自覚症状はありませんが、放置していると動脈硬化が速く進みます。
肥満との関係
肥満(特に内臓脂肪型肥満)は脂肪が過剰にたまっている状態ですので、血液中に供給される脂肪の量も増えます。
BMIが25で高中性脂肪血症の危険が2倍に、BMIが29で高コレステロール血症の危険が2倍になるという調査もあります。
高尿酸血症・痛風
症状・経過
血液中の尿酸値が高くなる病気です。尿酸値が高い状態がしばらく続いていると痛風の発作が現れるようになります。
ただし大半の方は無症状です。
しかし痛風発作が起きなくても、腎臓の働きが徐々に低下してきますし、尿路結石ができやすくなります。
また、高尿酸血症の方は、動脈硬化が進みやすい状態にあります。
肥満との関係
肥満と高尿酸血症には強い関連性があることがわかっています。
尿酸の前駆体であるプリン体はほとんどすべての食品中に含まれているため、過食により尿酸が体内へ過剰に取り込まれる事になります。
とりわけ肥満者は動物の肉や内臓、魚の白子などプリン体を多く含む食品を好んで摂ることもあり、高尿酸血症をきたしやすくなります。
メタボリックシンドローム
症状・経過
内臓脂肪型肥満によって、血糖値や血清脂質、血圧など複数の検査値に異常が現れている状態です。
それらの異常はすべて動脈硬化を促す原因ですが、一つ一つ個別にみれば軽度の異常にすぎず、それぞれの病気の診断基準に至らないことが少なくありません。
自覚症状もありません。
しかし放置していると、動脈硬化が速く進んでしまいます。
動脈硬化
症状・経過
動脈の血管壁にコレステロールなどがたまり血管が硬くなって、血液が流れるスペースが狭くなる病気です。
自覚症状に現れずに進行し、血流が強く妨げられるようになると、そこから先の部分に痛みが生じたり、虚血性心疾患や脳梗塞を引き起こします。
また、高血圧の原因でもあります。
ここまで挙げてきた、肥満に基づく生活習慣病(糖尿病、脂質異常症、高血圧、メタボリックシンドロームなど)はすべて、動脈硬化の進行を早める病気です。
虚血性心疾患(狭心症や心筋梗塞)
症状・経過
心臓血管の動脈硬化のために、心臓の筋肉が虚血になる(必要な血液を得られなくなる)病気で、胸痛発作が起こります。

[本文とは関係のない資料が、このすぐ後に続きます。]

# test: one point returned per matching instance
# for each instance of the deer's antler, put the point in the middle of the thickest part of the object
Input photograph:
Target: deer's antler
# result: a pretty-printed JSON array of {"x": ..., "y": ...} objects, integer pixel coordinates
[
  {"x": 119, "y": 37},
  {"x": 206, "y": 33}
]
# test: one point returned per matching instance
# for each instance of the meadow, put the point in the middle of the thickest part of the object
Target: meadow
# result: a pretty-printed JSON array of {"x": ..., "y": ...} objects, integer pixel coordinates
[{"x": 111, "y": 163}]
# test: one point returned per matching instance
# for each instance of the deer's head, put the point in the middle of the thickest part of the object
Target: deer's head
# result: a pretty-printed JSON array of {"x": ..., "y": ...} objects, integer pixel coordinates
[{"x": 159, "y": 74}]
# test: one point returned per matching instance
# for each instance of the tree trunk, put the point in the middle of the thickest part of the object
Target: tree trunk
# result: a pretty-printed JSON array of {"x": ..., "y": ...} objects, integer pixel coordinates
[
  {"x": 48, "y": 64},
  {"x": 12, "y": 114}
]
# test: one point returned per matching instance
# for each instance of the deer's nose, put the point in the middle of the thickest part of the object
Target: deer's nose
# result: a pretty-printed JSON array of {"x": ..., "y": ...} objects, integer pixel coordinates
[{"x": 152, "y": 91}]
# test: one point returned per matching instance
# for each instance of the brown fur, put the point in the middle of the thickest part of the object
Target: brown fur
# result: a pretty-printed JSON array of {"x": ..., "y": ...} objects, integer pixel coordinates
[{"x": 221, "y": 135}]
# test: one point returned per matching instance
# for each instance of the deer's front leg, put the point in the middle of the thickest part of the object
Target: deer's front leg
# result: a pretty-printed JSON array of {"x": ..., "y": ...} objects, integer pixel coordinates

虚血が一時的で心臓にダメージを残さず改善する場合が「狭心症」、虚血の程度が重度で発作後に心臓の筋肉に支障が残ってしまう場合が「心筋梗塞」です。
脳梗塞
症状・経過
脳が虚血になる病気で、からだの麻痺などが現れます。
脳の血管の動脈硬化で起きる場合と、脳以外(心臓血栓など)の血管にできていた血の塊(血栓)が剝がれて脳に運ばれ血流をふさいで起こる場合があります。
その他
脂肪肝
肝臓に脂肪が過剰にたまる病気です。
自覚症状はありませんが、糖尿病や高脂血症など、複数の生活習慣病を起こりやすくします。
近年、肥満の人はアルコールをあまり飲まなくても脂肪肝になりやすく、その場合、肝臓の働きが悪化しやすいケースがあることが注目されています。
肥満による生活習慣病の予防と治療
肥満による生活習慣病治療の基本は「減量」です。
減量せずに薬を服用しても、限られた効果しか得られませんし、副作用が現れやすくなることもあります。
減量、あるいはダイエットというと、多くの人がスリムな体型をめざして食事の量を極端に減らしたり、激しい運動を余分に課したりします。
しかし、肥満症、生活習慣病治療の場合、わずかな減量、わずかなウエスト径の減少でも、検査値に驚くほどの効果が現れることが少なくありません。
そのため日本肥満学会では、まずは3kgの減量、3cmのウエスト径減少をめざすという「サンサン運動」を提唱しています。
このくらいの目標なら、必死にならなくても実現可能です。
間食をやめる、清涼飲料水をノンカロリーのものに変える、食事は腹八分目、通勤や買い物の際にわざと少し多めに歩く、エスカレーターを使わない、そんなちょっとした工夫の積み重ねが有効です。